Susie Salmon

In The Lovely Bones, Susie is the narrator. She is fourteen years old and the eldest of the three Salmon children. Susie is raped and murdered by her Mr Harvey her neighbour as she walks home from school. She is a young girl with lots of dreams, one of which is to be a wildlife photographer. Susie has a very strong relationship with her father and she is close to her sister Lindsey. She enjoys being the older sister to her little brother Buckley. She loves and understands her mother.
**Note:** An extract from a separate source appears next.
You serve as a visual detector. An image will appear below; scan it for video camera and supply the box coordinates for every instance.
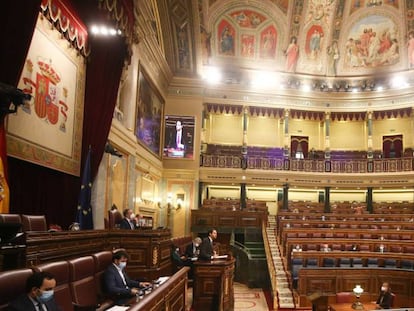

Susie role in the novel is to observe and reflect. At times she does make her presence known to the living in various ways. One example would be when Susie is with Lindsey as she searches Mr. Harvey’s house and she leads her sister into the upstairs rooms. Susie is deeply loved and in The Lovely Bones much of what happens occurs because of someone longing for or searching for Susie. It is important to note that although it may happen indirectly, Susie influences decisions and outcomes in the novel.
In The Lovely Bones the struggle for Susie is to work out what it is to be dead. In the novel her sister Lindsey must learn how to grow up and figure out what it means to live. Susie must cope with what it means not to grow up; she has to learn what it means to be dead. Susie learns that she is on a journey and the dead, like the living, must let go. This is very hard for Susie as she desperately wants to live.
Susie does find a way to return to earth, through Ruth. Susie wants to kiss Ray one more time to see where that kiss would lead. Ruth wants to understand the dead, she wants to see them. After this happens Susie is able to watch her family heal and become a new family. This new family is one that she is and is not a part of.